Dans les sites ou les revues se voulant "orthodoxes" ou "alternatives", je tombe souvent sur l'idée qu'une faiblesse fondamentale de la théorie économique orthodoxe réside dans l'hypothèse d'"égoïsme" de l'homo economicus néoclassique. Cette hypothèse, lis-je, condamne a priori des modes d'organisation économique reposant sur la collaboration et la bonne volonté, et qui seraient un solution possibles aux problèmes actuels. Avant de critiquer cette hypothèse, il conviendrait pourtant de se demander pourquoi ell a été faite.

Pour la comprendre, on peut essayer de remonter à Adam Smith, qui se pose le problème suivant : Machiavel a montré comment l'absolutisme, par une centralisation extrême des pouvoirs de décision, pouvait permettre le bon gouvernement d'un pays. Peut-on obtenir le même résultat sans passer par un décideur unique et absolu, en laissant les agents faire eux-mêmes leurs choix ? Pour qu'une réponse à l'affirmative à cette question soit fiable, il faut qu'elle soit valable dans la situation la plus averse a priori à l'avènement d'échange : le cas où chaque agent ne considère que son intérêt propre. L'image de la main invisible de Smith ou de la Pareto-optimalité des allocations d'équilibre général à la Arrow-Debreu sont ainsi des figures d'un résultat puissant : même en faisant une hypothèse extrême sur la capacité des agents à agir en fonction du bien commun, on peut montrer que l'allocation découlant de leurs décisions égoïstes respecte certains critère d'efficacité. En d'autres termes, même des agents purement égoïstes vont s'engager dans des actions qui améliorent la situation d'ensemble, alors qu'ils ne prennent pas en compte cet aspect.

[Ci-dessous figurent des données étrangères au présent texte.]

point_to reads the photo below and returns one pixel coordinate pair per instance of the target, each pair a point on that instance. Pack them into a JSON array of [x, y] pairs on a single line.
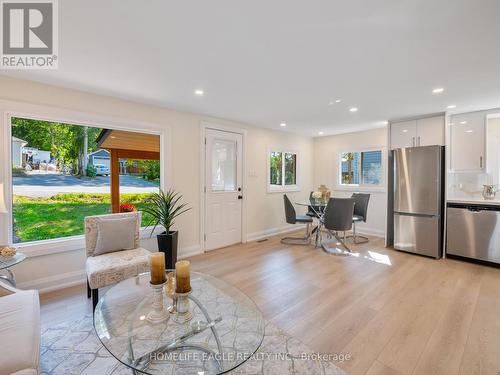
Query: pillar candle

Remettre en cause cette hypothèse en supposant ex ante que les agents vont spontanément être altruistes revient à dire que l'hypothèse de départ est trop faible. D'une part, il est épistémologiquement étrange de reprocher à une hypothèse d'être trop faible si on ne parvient pas à prouver en la reforçant des résultats considérablement plus forts que ceux obtenus sous l'hypothèse faible. En l'espèce, ce n'est pas le cas : on sait construire des modèles où les formes d'entraide et de coopération reposent sur des comportements égoïstes. Ces modèles sont courants dans le cadre de l'économie du développement pour l'étude des mécanismes d'assurance et d'épargne lorsqu'il n'existe pas de marché financier accessible, et l'hypothèse d'égoïsme est testée sur les phénomène d'exclusion de ces arrangements des familles touchées par le sida.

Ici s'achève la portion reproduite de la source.